Dunn Belk says she is part of the 13th-generation of Harriot (or Harriott) descendants and is actively involved in preserving history related to the Harriot legacy.
“Thomas Harriot played a key role in England’s ‘Age of Exploration,’ but his contributions are not contained to his advancement of math and science, nor to the service to the queen in the mid-Atlantic region of the 16th century world,” said Dunn Belk.
Harriot’s son Thomas (the younger) was among the first settlers to colonize Bermuda in the early 1600s, and with his family, eventually settled at Salt Cay Island, a small island in the southeast Turks and Caicos.
The Salt Islands – Grand Turk, Salt Cay and South Caicos – are known for their export of sea salt, an important preservative during the 17th and 18th centuries.
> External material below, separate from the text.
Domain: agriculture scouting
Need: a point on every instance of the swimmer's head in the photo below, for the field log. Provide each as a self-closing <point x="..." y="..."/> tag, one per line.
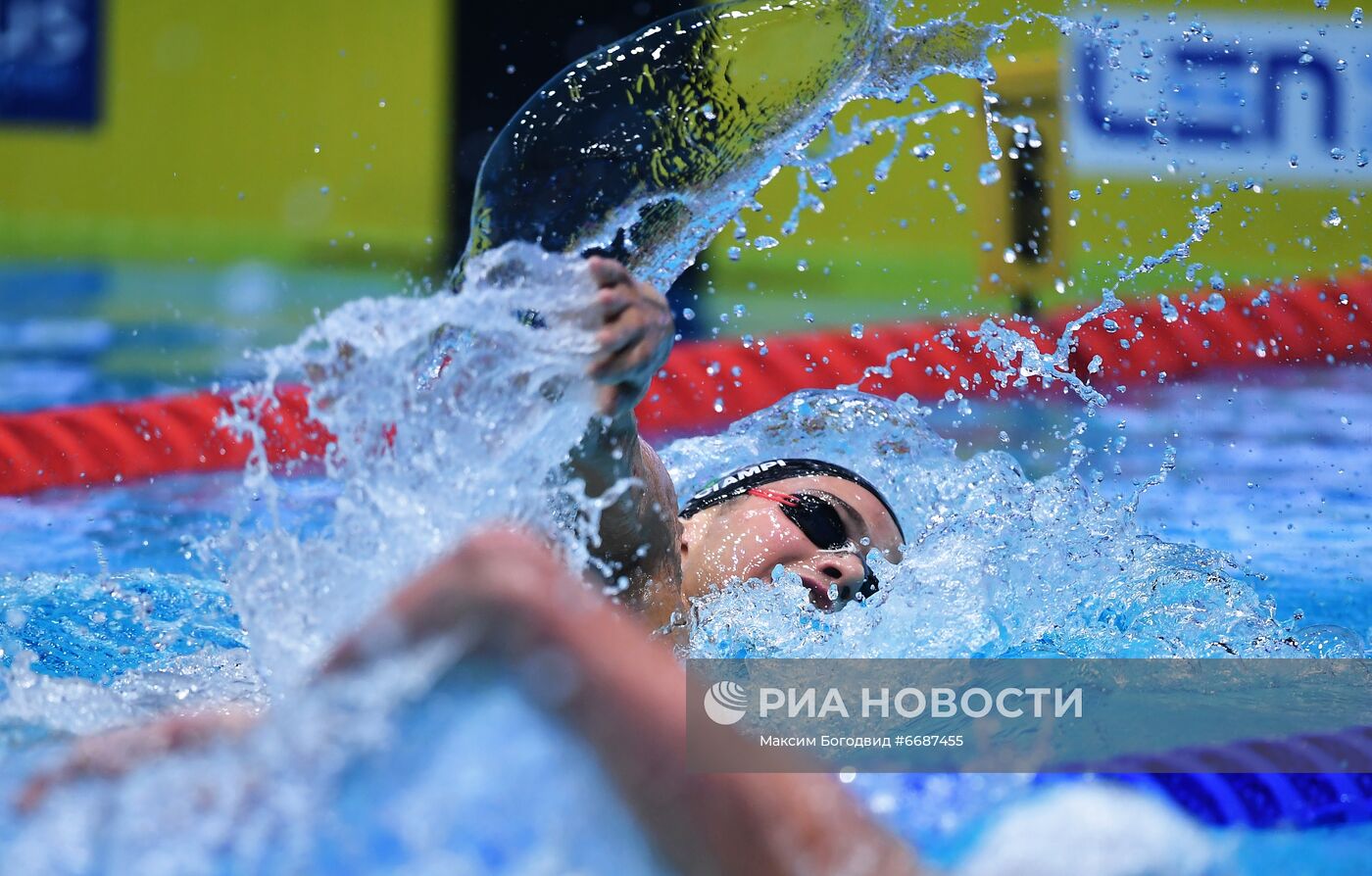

The Harriot family cultivated the salt trade, which continues today under the name of Morton’s Salt. Harriot’s “White House,” which Dunn Belk and her brother inherited after their father’s passing, still stands on the island and is said to be the largest remaining relic of the salt industry.
She said the Harriot family was known to produce “salt so pure you can see through it like a piece of glass.”
However, with the decline of the salt industry in the late 19th century, Dunn Belk said Salt Cay became like Colonial Williamsburg.
“It is a land that time forgot,” she said.
Later, the house was used as a setting for the 1941 movie “Bahama Passage.”
In 1585, during the exploration of the New World and Britain’s preparation for settlement of Jamestown, Virginia, Harriot (senior) took ginger from the Caribbean to Great Britain. He developed and popularized fermented ginger beer, the first of the British to make beer in the Western Hemisphere.
Dunn Belk, after learning of the connection to ginger beer, began the process of re-popularizing the local product by changing the formula to allow for greater shelf life and commercial viability. She is President and CEO of the British West Indies Trading Company Ltd., which makes the fermented low alcohol ginger beer she re-formulated under the name of Islander Ginger Beer.
She concluded her talk by re-emphasizing Harriot’s multi-faceted intellect and mentioned how important one’s family is to future generations.
“Everything that I shared with you today illustrates his [Harriot’s] keen intellect and pioneering spirt that continue to live on through the centuries. These enterprises, and the brilliant mind behind them, are also part of his enduring legacy.”
Every family has an amazing history behind it. We are all, in our own way, standing on the shoulders of giants, all of whom faced great risk, hardship and sacrifice, which made our lives possible today,” she said.
Dunn Belk is married to William “Bill” Irwin Belk, descendant of the Belk department store founder, and daughter-in-law of Irwin “Ike” and Carol Belk. The Belk name is a familiar one at ECU, found on the former Belk Residence Hall, now Gateway, and the Carol G. Belk Building.
Dunn Belk’s career has led her to positions on both the west and east coasts. She now resides in Charlotte, where she helps manage her family farm and supports open space preservation. With dual citizenship in the United States and the Turks and Caicos Islands, Dunn Belk continues to research and preserve her Harriot family story.